Las enfermeras iban y venían. Mi compañero de guardia, arropado con una manta, se había hecho bolita y dormía profundamente. Los cubículos estaban separados por cortinas de plástico que corrían por los tubos de acero inoxidable. Le daban al espacio una privacidad asfixiante, por los vapores del yodo y el tufo adosado de los enfermos.
Nos reconocimos. Ella estudiaba para auxiliar de enfermería y hacía sus prácticas en la Cruz Roja. Un domingo fuimos a una ciudad cercana, paseamos por el parque y juntos disfrutamos de un helado. De regreso, en el autobús, recostó su mejilla en mi hombro y su mano cayó sobre mi muslo. La abracé, y con los dedos frotaba la cima de su pecho, mientras mi boca reconocía el contorno de sus labios.
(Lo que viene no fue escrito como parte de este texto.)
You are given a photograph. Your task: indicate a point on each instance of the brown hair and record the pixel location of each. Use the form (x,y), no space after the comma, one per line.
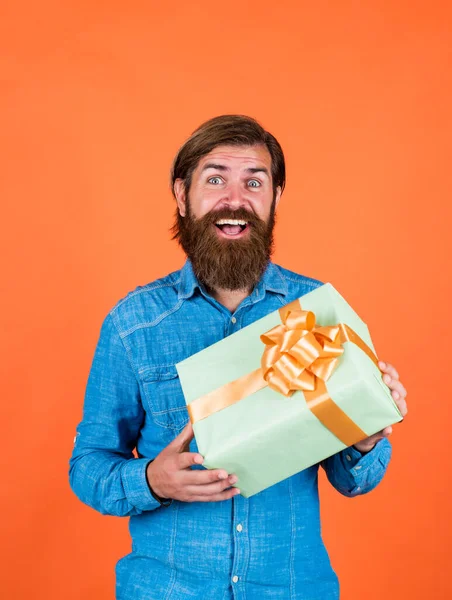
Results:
(230,130)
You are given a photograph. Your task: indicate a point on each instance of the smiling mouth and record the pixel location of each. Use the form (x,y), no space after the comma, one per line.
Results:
(232,227)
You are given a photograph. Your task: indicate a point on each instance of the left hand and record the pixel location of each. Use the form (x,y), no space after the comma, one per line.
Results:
(391,379)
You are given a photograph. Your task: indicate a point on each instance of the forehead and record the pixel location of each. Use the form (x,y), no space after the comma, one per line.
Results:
(238,156)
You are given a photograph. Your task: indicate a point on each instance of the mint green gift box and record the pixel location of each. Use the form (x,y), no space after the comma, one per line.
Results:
(267,437)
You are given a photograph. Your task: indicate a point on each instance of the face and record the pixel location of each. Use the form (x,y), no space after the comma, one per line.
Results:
(231,177)
(225,222)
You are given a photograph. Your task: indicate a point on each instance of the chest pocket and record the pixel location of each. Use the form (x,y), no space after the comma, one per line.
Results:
(164,397)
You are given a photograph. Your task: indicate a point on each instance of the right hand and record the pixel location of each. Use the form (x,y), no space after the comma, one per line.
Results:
(170,475)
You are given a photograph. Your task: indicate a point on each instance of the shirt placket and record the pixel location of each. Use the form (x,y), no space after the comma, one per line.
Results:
(241,546)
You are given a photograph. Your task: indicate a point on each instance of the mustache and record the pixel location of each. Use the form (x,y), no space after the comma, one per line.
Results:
(241,214)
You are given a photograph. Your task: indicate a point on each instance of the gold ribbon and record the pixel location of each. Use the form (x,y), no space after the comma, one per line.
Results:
(298,356)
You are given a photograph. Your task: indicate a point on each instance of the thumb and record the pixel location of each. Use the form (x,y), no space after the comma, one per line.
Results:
(182,441)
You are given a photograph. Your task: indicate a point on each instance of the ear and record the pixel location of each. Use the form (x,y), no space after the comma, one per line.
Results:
(179,192)
(278,195)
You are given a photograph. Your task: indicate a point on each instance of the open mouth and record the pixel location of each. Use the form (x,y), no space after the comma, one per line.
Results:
(232,227)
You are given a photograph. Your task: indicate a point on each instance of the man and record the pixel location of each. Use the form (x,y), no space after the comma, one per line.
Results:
(193,535)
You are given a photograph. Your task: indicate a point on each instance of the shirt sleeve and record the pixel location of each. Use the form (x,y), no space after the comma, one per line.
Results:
(103,473)
(353,473)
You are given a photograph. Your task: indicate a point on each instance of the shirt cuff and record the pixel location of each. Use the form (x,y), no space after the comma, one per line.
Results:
(358,463)
(136,484)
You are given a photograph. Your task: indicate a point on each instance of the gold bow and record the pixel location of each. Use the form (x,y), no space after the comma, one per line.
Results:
(298,353)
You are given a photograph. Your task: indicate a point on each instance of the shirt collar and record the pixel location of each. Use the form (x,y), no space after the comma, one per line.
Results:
(271,281)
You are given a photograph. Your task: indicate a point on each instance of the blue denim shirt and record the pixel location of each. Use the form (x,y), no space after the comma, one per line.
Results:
(266,546)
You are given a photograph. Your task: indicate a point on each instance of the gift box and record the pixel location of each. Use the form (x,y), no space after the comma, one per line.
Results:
(287,391)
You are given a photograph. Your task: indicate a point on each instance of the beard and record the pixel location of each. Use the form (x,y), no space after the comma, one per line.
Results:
(221,263)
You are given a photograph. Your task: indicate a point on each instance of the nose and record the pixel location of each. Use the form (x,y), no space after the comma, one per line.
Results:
(234,197)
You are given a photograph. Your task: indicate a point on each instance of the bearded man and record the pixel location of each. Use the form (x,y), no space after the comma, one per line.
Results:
(193,535)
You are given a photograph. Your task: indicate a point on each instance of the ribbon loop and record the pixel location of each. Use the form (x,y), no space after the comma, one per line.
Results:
(297,353)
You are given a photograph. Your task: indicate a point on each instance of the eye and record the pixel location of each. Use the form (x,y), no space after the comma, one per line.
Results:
(254,183)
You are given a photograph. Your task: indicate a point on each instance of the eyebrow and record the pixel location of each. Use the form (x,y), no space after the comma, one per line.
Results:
(224,168)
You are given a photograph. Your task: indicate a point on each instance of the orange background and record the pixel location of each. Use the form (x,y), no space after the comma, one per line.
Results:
(95,100)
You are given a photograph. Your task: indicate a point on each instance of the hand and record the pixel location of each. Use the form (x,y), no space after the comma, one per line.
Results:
(391,378)
(170,475)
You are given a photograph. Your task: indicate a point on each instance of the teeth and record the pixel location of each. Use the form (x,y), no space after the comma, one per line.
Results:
(231,222)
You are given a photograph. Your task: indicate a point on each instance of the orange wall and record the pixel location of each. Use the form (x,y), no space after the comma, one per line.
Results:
(95,100)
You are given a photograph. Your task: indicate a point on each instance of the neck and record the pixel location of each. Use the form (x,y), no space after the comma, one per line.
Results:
(230,298)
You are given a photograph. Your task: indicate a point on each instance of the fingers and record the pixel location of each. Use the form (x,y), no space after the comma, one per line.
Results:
(211,489)
(205,477)
(185,460)
(226,495)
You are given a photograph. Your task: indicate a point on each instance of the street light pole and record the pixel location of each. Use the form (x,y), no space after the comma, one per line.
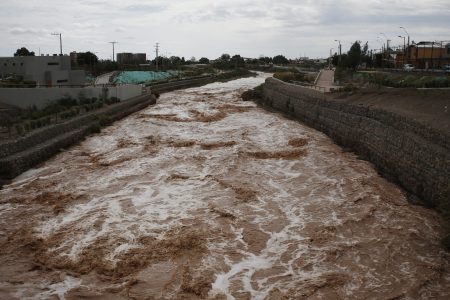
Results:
(60,42)
(404,29)
(113,43)
(329,62)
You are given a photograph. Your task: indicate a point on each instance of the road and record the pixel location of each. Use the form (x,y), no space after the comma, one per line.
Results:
(203,196)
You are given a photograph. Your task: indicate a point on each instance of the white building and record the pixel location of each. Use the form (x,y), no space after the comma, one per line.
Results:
(44,70)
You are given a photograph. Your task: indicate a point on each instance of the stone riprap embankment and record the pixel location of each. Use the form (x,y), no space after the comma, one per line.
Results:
(19,155)
(407,151)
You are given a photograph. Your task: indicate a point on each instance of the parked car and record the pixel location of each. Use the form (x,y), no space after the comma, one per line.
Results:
(408,67)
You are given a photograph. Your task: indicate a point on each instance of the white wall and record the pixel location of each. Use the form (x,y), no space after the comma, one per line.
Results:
(26,97)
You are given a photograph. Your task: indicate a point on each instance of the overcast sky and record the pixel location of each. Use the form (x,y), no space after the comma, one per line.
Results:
(209,28)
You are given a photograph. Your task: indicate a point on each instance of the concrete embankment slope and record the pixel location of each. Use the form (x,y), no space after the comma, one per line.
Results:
(408,141)
(19,155)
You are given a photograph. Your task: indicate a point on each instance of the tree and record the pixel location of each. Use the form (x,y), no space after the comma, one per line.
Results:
(280,60)
(23,52)
(203,60)
(237,61)
(175,61)
(354,56)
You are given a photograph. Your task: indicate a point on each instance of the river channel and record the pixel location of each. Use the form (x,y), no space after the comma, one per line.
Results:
(204,196)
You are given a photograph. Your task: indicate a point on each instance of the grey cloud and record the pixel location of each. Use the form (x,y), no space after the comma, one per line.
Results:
(27,31)
(146,8)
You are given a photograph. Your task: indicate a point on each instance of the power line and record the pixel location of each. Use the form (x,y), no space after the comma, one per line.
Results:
(113,43)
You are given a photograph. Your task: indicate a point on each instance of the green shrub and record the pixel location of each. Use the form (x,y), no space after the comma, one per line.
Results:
(19,129)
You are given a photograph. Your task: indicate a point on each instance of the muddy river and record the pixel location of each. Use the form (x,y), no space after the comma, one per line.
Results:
(203,196)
Eso fue, no pasó a más, simplemente, dejé de verla; no sé por qué.
—¿Eres el único médico aquí?
— Sí.
— ¿No hay nadie más que tú?
— No a esta hora. ¿Por qué no te quieres atender conmigo?
— Me da vergüenza.
— ¿Vergüenza? ¿Por qué?
— Tú sabes... no puedo contártelo a ti, por lo que pasó entre nosotros.
— Por eso mismo deberías tenerme confianza. ¿Quién mejor que yo para darte atención? Dime, por favor.
Poco a poco, se fue relajando y platicándome su enfermedad. Más resignada que conforme, aceptó ayuda de una auxiliar, quien la llevó al baño, le pidió que se despojara de su ropa interior y, envuelta en una bata, volvió con ella para que se recostara en la camilla y yo pudiera explorarla. Mientras me quitaba el guante de látex, pensé en la relación que tuve con ella y en la que recién había terminado. Era la misma persona, ¡pero los momentos eran tan opuestos! ¡Qué lejos estaba la penumbra del camión! En aquellos momentos su respiración crujía y resbalaba del oído a mi nuca produciéndome una excitación que rebalsaba toda frontera y parecía avasallarnos. No recuerdo qué fue lo que nos detuvo y nos despedimos. En cambio, en esta madrugada, mis manos se detuvieron en el interior de su anatomía y buscaron los vidrios que rompían la continuidad de sus tejidos. ¡ sabía ya que la estaba matando¡ Me comuniqué con el jefe de la guardia, quien estuvo de acuerdo y pidió con urgencia la presencia del anestesiólogo.
Por un momento, nos quedamos solos. Me miró con ojos lejanos. Hubo un abrazo sin fuerzas y un beso tierno en la boca; luego, escondió su cara en mi hombro y sentí la humedad de sus lágrimas, resbalando a tientas por mi cuello. Me dio otro beso.
— Por si no te vuelvo a ver... —me dijo.
Se fue con su cita a la unidad quirúrgica. Yo tenía más consulta y los recuerdos calientes.
Afuera, arreciaba la lluvia y una sirena ululaba en la oscuridad.
Los pasillos del hospital
Los pasillos del hospital se iluminan con luz fría. Son transitados con prisa. El camillero que lleva una embarazada, un enfermo o un herido desangrándose hacia el quirófano. También corre la enfermera con su carrito de medicinas porque hay un infartado en algún cuarto. Por los pasillos caminan los familiares deshechos en silencio, otros, callando gemidos con el pañuelo en la boca. Van y vienen penas y esperanzas. Las embarazadas caminan de un lado a otro cargando el peso de su vientre, algunas platican en silencio, otras piden a la virgen que el niño no tenga malformaciones. Por los pasillos del hospital corren historias bajo una luz fría. En los pasillos que dan a la sala de espera de urgencias, hay preocupación, angustia y una miríada de oraciones que buscan salida al cielo.